There was a huge increase in imports of consumer products after very moderate increases over the two previous years. The center of action was in private vehicles, where imports rose 29.5%, reflecting imports of 185,171 vehicles. The increase had been just 2% in 2006.

The cost of car imports amounted to $2.3 billion - 41% more than in 2006 - and generated tax revenues of NIS 7.4 billion. The sharp rise in the cost of imports last year may be explained by sharp fluctuations in exchange rates - some of the imported cars are purchased in euros, and the cost is translated into dollars. Another cause is the increased cost of cars with added safety accessories.

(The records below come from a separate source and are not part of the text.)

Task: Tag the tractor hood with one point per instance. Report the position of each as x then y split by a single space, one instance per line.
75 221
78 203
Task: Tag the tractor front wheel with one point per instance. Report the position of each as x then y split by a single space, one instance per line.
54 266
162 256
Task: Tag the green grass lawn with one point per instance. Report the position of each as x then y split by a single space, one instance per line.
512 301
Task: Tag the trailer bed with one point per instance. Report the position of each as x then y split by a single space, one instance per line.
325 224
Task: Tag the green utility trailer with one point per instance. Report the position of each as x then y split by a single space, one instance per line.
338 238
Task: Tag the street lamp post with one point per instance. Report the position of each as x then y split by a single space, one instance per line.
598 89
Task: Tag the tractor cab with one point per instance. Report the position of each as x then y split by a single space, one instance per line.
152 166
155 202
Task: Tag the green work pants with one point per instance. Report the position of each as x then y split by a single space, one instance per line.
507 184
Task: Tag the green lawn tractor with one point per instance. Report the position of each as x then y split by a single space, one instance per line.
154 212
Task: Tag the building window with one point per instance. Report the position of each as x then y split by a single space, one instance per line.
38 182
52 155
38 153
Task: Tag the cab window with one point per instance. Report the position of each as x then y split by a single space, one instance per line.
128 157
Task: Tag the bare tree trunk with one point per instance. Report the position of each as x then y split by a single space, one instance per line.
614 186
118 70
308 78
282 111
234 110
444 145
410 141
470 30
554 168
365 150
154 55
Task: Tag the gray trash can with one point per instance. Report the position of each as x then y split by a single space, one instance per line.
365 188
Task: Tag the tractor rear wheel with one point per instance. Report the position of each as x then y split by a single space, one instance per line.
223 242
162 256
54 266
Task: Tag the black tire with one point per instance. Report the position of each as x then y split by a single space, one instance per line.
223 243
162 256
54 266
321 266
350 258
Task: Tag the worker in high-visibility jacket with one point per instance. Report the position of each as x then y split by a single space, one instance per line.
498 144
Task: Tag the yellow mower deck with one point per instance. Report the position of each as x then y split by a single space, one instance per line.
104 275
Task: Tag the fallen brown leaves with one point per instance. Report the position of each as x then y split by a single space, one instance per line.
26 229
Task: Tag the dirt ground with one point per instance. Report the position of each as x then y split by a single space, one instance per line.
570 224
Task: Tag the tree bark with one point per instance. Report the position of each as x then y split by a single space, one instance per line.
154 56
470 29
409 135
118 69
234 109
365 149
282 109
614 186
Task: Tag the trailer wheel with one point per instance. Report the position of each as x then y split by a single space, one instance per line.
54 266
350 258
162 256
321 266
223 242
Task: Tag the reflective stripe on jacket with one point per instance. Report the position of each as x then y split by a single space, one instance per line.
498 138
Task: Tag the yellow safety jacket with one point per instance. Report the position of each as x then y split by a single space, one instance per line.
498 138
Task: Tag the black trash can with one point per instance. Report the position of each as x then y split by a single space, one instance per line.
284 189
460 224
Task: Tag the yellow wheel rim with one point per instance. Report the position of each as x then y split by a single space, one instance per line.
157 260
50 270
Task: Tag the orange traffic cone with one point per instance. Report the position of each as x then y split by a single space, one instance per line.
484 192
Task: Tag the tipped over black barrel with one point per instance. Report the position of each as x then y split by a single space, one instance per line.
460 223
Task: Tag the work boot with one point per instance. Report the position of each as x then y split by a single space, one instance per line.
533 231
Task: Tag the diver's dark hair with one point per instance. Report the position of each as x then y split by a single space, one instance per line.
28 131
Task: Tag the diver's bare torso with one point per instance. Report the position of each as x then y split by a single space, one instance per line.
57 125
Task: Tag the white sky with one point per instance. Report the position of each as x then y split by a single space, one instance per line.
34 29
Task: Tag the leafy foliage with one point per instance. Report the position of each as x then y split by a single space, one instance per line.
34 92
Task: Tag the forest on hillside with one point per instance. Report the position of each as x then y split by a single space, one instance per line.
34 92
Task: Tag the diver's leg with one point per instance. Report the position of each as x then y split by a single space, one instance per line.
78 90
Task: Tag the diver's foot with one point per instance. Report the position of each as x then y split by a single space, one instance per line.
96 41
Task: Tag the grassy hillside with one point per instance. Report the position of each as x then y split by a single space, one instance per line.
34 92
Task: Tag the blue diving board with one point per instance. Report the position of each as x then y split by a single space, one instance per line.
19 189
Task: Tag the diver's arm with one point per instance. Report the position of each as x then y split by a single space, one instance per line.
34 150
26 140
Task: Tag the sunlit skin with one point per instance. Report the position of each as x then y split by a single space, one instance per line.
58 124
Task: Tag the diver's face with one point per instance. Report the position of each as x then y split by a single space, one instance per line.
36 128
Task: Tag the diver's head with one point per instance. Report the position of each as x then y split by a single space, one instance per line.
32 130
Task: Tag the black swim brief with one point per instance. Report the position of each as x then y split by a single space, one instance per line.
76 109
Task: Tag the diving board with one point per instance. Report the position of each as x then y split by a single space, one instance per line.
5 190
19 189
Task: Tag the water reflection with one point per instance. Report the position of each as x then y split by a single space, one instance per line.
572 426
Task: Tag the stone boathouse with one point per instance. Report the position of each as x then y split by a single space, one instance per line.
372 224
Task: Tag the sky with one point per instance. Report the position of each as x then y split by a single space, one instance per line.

Imports of vehicle replacement parts grew 24% in 2007. Imports of small commercial vehicles fell 19.3%, with the cancellation of VAT tax incentives in 2005. Imports of motorcycles, on the other hand, climbed 50.6% - 18,602 motorcycles last year compared with 12,352 in 2006.

The purchase tax on large home appliances was canceled in 2007, which helped boost imports. Imports of refrigerators were up 8%, washing machines 16.3%, driers 23.8% and dishwashers a hefty 26.2%.

Imports of entertainment electronics were up 9.5% - 513,000 televisions were brought into the country at the cost of $226 million, most of which were plasma TVs.